CodePudding user response:
Problem
The problem is in this expression:
person in @workers
Here person
is a Series
that is a not hashable object, which is being searched in the keys of the dictionary. To solve this particular problem you use isin
, but that only answers the question partially.
Solution
I suggest you do this instead:
from collections import defaultdict
# create a defaultdict to be used in map, is useful for given a default values to NaN
lookup = defaultdict(list, workers)
# create new Series applying the lookup dictionary
person_map = df["person"].map(lookup)
# convert the series to a DataFrame with the same index as df
ran = pd.DataFrame(data=person_map.to_list(), columns=["start", "end"], index=person_map.index)
# use a very clean query
res = df.query("person.isin(@workers) and @ran.start < event_date < @ran.end")
print(res)
Output
event_id person event_date
0 1LFDVDX Alan 2018-10-28
2 5PEXVGH Ben 2019-09-05
CodePudding user response:
I would add temporary filter columns with join and query on that:
df_workers = pd.DataFrame(workers).T.rename(columns={0: 'start', 1: 'end'})
df2 = df.join(df_workers, on='person')
df2.query('event_date >= start and event_date <= end')[df.columns]
If your filter dict is small, you can also compose a full explicit query:
query = ' or '.join([
f"(person == '{k}' and event_date >= '{v[0]}' and event_date <= '{v[1]}')"
for k, v in workers.items()
])
df.query(query)
CodePudding user response:
I believe that there's hardly a way to avoid a loop here.
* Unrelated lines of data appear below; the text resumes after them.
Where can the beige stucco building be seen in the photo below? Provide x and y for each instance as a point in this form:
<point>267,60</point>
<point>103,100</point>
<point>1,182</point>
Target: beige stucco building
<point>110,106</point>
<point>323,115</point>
I suggest the following code:
import datetime as dt
import pandas as pd
workers = {
"Alan": [dt.date(2017, 1, 15), dt.date(2020, 5, 4)],
"Ben": [dt.date(2018, 3, 28), dt.date(2021, 5, 7)],
}
event_df = pd.DataFrame(
{
"event_id": ["1LFDVDX", "4DLDQVC", "5PEXVGH", "9OPCLXD"],
"person": ["Alan", "Ben", "Ben", "John"],
"event_data": [
dt.date(2018, 10, 28),
dt.date(2022, 2, 21),
dt.date(2019, 9, 5),
dt.date(2020, 6, 15),
],
}
)
df_filtered = pd.DataFrame()
for worker in workers:
df_worker = event_df.query("person == @worker")
worker_start = workers[worker][0]
worker_end = workers[worker][1]
df_worker = df_worker.query("@worker_start <= event_data <= @worker_end")
df_filtered = pd.concat((df_filtered, df_worker), axis=0)
Output:
event_id person event_data
1LFDVDX Alan 2018-10-28
5PEXVGH Ben 2019-09-05